The recent US Congress breakdown is a perfect example of being a victim of noise. I’ve heard the dysfunction of Washington is due to technology. I’ve heard that Congress cannot agree on anything due to fact that they mostly telecommute. Representatives who have to come to agreements cannot know each other personally. No one interacts when they used to be forced too. It’s more powerful to disagree to someone’s face than via email. Our decision makers have become flighty. Compromises are attempted and end up in drafts. It all becomes a shallow GROUPTHINK. Individuals don’t actually trust one another’s word.

Transparency has become more feasible because of technology. Examine the recent 10k page Healthcare bill. No one is able to read it. We are bent into submission due to its noise. We elect officials to lead and cut through the noise, not to pander to the noise or corporate influence against that noise. Their flightiness ends up becoming more noise and not accountable decision-making. The sound byte has turned the lowliest politician into the biggest celebrity. We live in a perpetual state of re-election of celebrity not accountable governors.

Thirty years ago the audience for computers and technology were for non-conformists and OCD hobbyists. Now the magic and wizardry of computers has become integrated into our popular culture and is commercially main-stream. Technology which was invented to make our workplace more efficient, like email and cell phones, has crept into our social life. Our stock market is now dependent upon the value of technology. It has also become pervasive in our government and informational structures. We have all become conformists in a sense to an invisible system. We don’t object somehow to the information we give up, nor do we remember what we just clicked on.

Why is it that we live in a society of impossible innovation and purely magical information distribution but our tangible modern society seems to be collapsing. We have given the most novice user the ability to access unparalleled information and points of view but it seems to only distract and create endless arguments over debates. It’s as if people need to prove what they see in the noise around them. One is never fulfilled by noise for long. Would the banking crisis have happened if digital tools and advanced trading systems didn’t exist? A digital spreadsheet makes the concept of money even more abstract. Our medieval brains cannot seem to digitally handle the coercive magic.

There is no doubt in my mind that personal uses of technology were created to avoid personal interaction between local people. You could argue that the telephone also did this. You could say that information technology bridges some kind of gap that can make humans achieve the impossible. I say that both are correct and the area between these two concepts can become unethical and destructive towards society in an instant because of their increasing invisibility and dependence.

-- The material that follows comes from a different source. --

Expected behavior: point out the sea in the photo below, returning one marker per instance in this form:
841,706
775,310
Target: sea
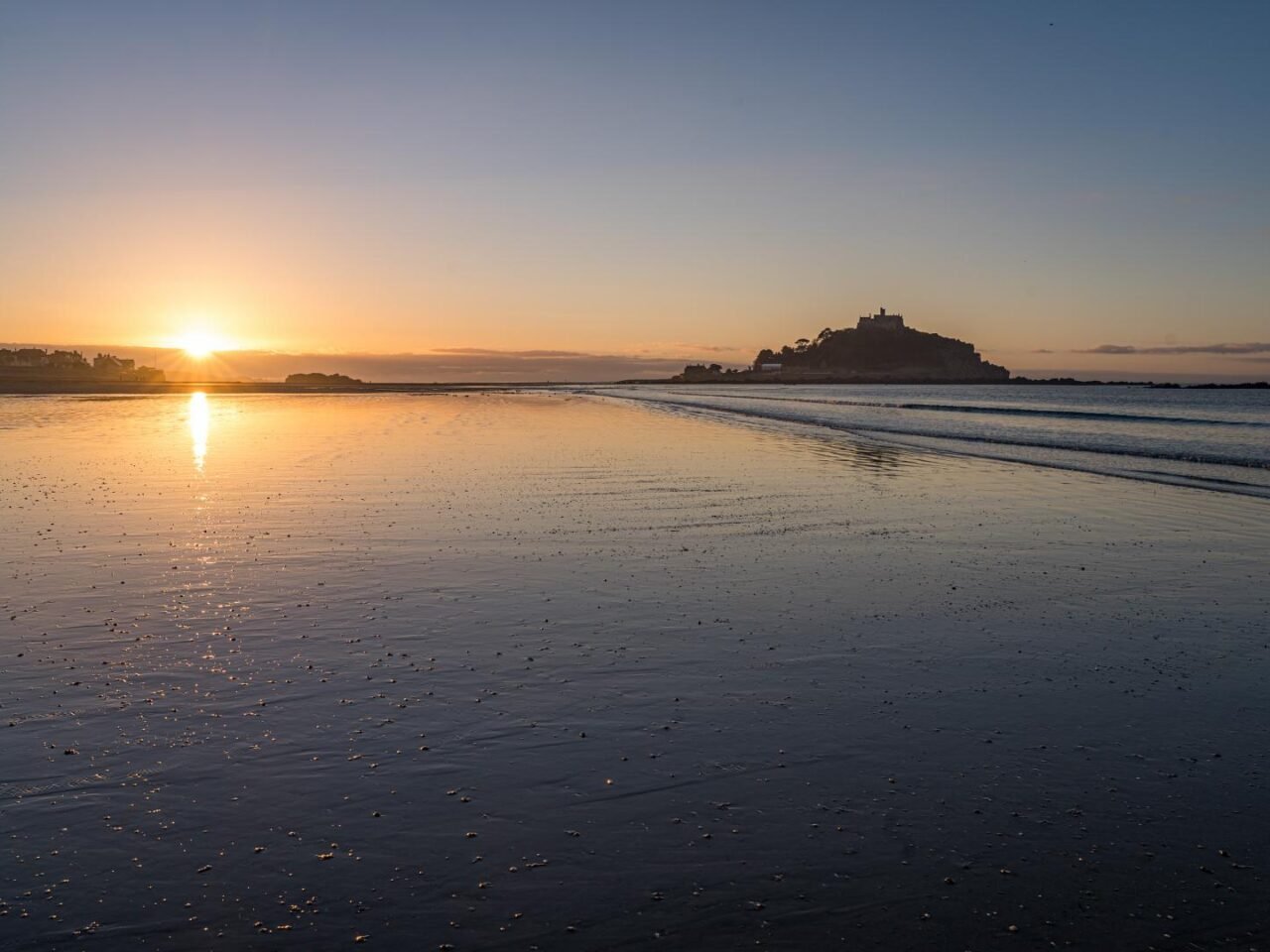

So we have gone in a full circle really. We are enmeshed in a DARPA controlled ARPNET only we don’t know it. We’ve unwittingly conformed because of consumerism and noise levels. Like Narcissi we have fallen in love with our own reflection. The idea of sacrificing anything on our own global social graph becomes terrifying. We’ll lose the friends and media we think we have. Corporations think they own our social contacts. Technology has turned all your kids into unfeeling self-centered conforming zombies who’s rebellion is owned by a corporation.

In conclusion, I am NOT surprised that ADHD drugs have spiked since the invention of social networking. The human brain must adapt to consumerism even if it is via pharmaceuticals?! And you cannot tell me that real personal engagement hasn’t been compromised or derailed by the ease and non-commitment of noisy electronic social applications. We are becoming less than human in technology’s bad magic.

In the U.S. we think we are eternally global while being unable to sacrifice simple things to make that globalism realistic. We are truly dedicated to NOTHING TANGIBLE.